Хотя как сказать — так, да не так. Недоделка в планировке породила на юге города сеть узких проулков, и там уже вскоре осел и стал множиться лихой люд — разбойники, бродяги и воры. Но все это лишь до тех пор, пока слух об этом не дошел до Угэдэя. Он тут же велел снести там восемьсот домов, а всю эту часть города перепланировать и отстроить заново. Что до массовых казней лиходеев, то их отслеживала его личная стража.

Перед Угэдэем вся улица умолкала. При виде человека, держащего в единой горсти их жизни, смерти и золото, мастеровые вместе с хозяевами все как один падали ниц. Чуткими ноздрями Угэдэй глубоко втянул воздух, наслаждаясь вкусом пыли на языке. Ощущение было такое, будто тем самым вдыхаешь само творение. Впереди уже проглядывали башни дворца, коронованного куполом с облицовкой из листового золота тоньше, чем бумага у его писцов. Своим жарким горением купол словно пленил и удерживал в городе солнце. Душа радовалась при виде этого.
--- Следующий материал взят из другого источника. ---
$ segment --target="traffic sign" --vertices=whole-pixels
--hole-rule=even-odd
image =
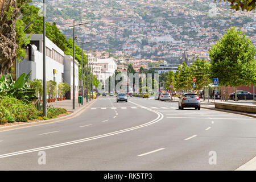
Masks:
[[[218,85],[218,78],[213,78],[213,85]]]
Впереди улица, снабженная каменными гладко отшлифованными водостоками, шла на расширение. Эта ее часть с месяц назад была завершена, а потому шумливые толпы работного люда остались позади. Проезжая неспешной рысцой, Угэдэй не мог не поглядеть на внешние стены города, что приводили в недоумение и умудренных архитекторов из Цзинь, и простых работяг. Даже с невысокой точки седла взгляд временами ухватывал зелень наружных равнин. Да, стены невысоки, это известно. Но ведь даже мощные стены не уберегли от осады Енкин. Стены же чингизида — это воины, сыновья степных племен, что поставили на колени цзиньского императора и разрушили до основания города хорезмшаха.

Угэдэй уже любил свое творение — от необъятной площади для воинских упражнений, что по центру, до красных черепичных крыш и каменных водостоков, а также храмов всех вер, рынков и тысяч, тысяч домов — пока еще в основном пустых и лишь ждущих своего часа, чтобы наполниться жизнью. На каждом углу ветер равнин упруго трепал синие полотнища — дань Великому небу и благосклонно взирающему оттуда небожителю-отцу. На юге зеленели равнины, за которыми вдали млели розоватые громады гор. А здесь воздух был пылен и тепел, чем радовал сердце Угэдэя, любовно озирающего свой Каракорум.